Monday, July 24, 2006
Does 'Separation of Church and State' Really Exist?
- By Warner Todd Huston
Secularists today have a catch phrase that they use like a club against religion in America. That club is named "The Separation of Church and State".
So many Americans have heard the phrase that they think it is one actually written right into the Constitution of the United States. Those who are more learned on the subject realize it is not. In fact, those who are learned on the subject know that it wasn't mentioned in any law, or even in the halls of Congress, until long after the Constitution was written. In fact, there was not much attention paid to the phrase at all until after Thomas Jefferson, the originator of the phrase, was long dead.

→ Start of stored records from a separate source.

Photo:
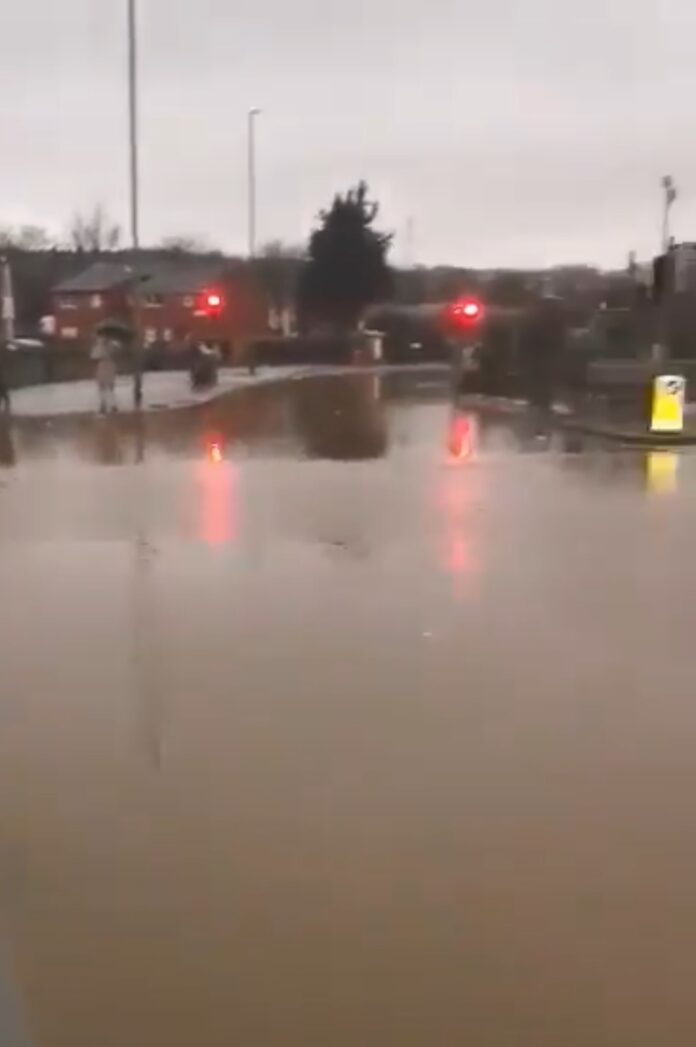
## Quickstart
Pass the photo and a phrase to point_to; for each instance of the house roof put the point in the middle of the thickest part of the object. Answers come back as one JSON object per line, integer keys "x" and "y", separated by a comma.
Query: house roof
{"x": 99, "y": 276}
{"x": 163, "y": 277}
{"x": 187, "y": 279}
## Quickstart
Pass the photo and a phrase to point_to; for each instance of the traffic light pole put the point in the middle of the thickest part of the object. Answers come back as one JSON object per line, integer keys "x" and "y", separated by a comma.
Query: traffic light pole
{"x": 251, "y": 147}
{"x": 134, "y": 185}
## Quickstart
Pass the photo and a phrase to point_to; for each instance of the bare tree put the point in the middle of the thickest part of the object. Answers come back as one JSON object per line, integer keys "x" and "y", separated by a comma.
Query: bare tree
{"x": 94, "y": 231}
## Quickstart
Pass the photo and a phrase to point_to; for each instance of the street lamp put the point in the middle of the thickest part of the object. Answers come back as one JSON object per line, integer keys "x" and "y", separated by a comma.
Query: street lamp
{"x": 133, "y": 119}
{"x": 251, "y": 145}
{"x": 134, "y": 177}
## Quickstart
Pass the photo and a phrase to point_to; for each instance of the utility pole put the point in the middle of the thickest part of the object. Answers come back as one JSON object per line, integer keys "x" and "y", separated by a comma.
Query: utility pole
{"x": 408, "y": 242}
{"x": 251, "y": 147}
{"x": 133, "y": 121}
{"x": 134, "y": 183}
{"x": 670, "y": 191}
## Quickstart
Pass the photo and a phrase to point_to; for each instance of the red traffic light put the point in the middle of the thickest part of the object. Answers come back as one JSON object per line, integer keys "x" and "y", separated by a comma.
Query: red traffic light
{"x": 210, "y": 304}
{"x": 466, "y": 312}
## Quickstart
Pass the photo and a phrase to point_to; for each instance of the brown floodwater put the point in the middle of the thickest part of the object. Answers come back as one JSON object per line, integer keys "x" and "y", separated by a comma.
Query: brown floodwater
{"x": 332, "y": 715}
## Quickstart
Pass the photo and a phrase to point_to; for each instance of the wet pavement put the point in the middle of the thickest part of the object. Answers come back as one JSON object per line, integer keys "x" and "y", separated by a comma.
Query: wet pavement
{"x": 331, "y": 714}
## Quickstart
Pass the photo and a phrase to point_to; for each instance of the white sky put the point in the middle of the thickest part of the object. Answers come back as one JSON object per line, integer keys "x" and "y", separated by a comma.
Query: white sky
{"x": 514, "y": 133}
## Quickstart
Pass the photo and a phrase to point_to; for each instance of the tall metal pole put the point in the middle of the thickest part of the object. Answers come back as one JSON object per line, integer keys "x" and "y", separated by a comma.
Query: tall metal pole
{"x": 251, "y": 145}
{"x": 133, "y": 123}
{"x": 670, "y": 195}
{"x": 135, "y": 184}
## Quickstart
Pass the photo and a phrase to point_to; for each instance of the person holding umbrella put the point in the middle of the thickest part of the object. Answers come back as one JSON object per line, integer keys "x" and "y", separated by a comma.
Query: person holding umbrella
{"x": 110, "y": 339}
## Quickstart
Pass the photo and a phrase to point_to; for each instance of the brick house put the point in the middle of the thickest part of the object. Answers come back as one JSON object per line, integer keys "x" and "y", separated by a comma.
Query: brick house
{"x": 81, "y": 303}
{"x": 192, "y": 301}
{"x": 171, "y": 304}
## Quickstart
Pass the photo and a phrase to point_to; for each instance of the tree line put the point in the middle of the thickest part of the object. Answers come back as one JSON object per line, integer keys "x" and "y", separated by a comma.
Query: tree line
{"x": 343, "y": 269}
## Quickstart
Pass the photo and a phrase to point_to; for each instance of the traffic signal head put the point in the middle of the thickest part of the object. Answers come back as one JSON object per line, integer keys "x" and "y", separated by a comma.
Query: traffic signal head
{"x": 211, "y": 304}
{"x": 466, "y": 312}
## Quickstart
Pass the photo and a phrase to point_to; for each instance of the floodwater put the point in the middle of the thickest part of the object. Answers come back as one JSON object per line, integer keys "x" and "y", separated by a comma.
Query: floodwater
{"x": 332, "y": 715}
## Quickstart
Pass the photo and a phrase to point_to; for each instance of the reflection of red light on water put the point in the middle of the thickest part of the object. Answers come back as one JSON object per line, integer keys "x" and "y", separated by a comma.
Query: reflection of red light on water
{"x": 218, "y": 494}
{"x": 461, "y": 438}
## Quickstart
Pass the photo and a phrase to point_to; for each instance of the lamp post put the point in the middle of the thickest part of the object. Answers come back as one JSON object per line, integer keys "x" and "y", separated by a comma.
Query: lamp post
{"x": 251, "y": 147}
{"x": 133, "y": 121}
{"x": 134, "y": 183}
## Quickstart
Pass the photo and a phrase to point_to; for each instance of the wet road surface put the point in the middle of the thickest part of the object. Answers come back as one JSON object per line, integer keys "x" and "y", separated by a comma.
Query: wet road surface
{"x": 332, "y": 716}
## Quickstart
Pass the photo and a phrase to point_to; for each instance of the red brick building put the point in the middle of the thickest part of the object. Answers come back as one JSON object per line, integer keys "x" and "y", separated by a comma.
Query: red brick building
{"x": 170, "y": 305}
{"x": 80, "y": 304}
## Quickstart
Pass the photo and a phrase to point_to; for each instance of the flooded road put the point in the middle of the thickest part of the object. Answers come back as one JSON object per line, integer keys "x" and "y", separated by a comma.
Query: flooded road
{"x": 333, "y": 716}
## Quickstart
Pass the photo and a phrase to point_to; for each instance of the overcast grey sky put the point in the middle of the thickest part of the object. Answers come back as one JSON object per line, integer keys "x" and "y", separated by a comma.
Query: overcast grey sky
{"x": 515, "y": 132}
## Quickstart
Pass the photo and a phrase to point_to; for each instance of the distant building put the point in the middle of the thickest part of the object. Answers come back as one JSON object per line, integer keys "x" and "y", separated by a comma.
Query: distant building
{"x": 100, "y": 292}
{"x": 171, "y": 305}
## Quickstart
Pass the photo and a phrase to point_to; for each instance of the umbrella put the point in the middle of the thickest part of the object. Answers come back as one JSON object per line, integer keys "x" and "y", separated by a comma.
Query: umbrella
{"x": 115, "y": 329}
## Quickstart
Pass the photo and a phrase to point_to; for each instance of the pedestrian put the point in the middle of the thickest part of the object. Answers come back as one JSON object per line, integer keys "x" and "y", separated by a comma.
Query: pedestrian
{"x": 105, "y": 356}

Not even the Supreme Court paid it much attention until the 1940s, so this “wall of separation” issue is not one that hails from the early Republic with the same meaning as it does today. Our Founders had very different ideas about religion and government, ideas that were not nearly as simple as the stark black or white assumptions of the activists of today.
The Danbury Letter
The man who initially wrote the phrase, Thomas Jefferson, wrote it in an 1802 letter to a congregation of Baptist churchmen from Danbury, Connecticut. Only elected president of the United States but two years preciously, (1800 – 1808) Jefferson was responding to a letter sent him by the Danbury church members who were attempting to get his support for their struggle against the state's somewhat oppressive religious requirements for certain rights in that state -- not an unusual practice in the states at that time. While Jefferson's letter only obliquely addressed the Baptist's concerns, more importantly it addressed the Federal position on establishing a national religion because Jefferson’s reply was focused on the Federal issue, not that of the states.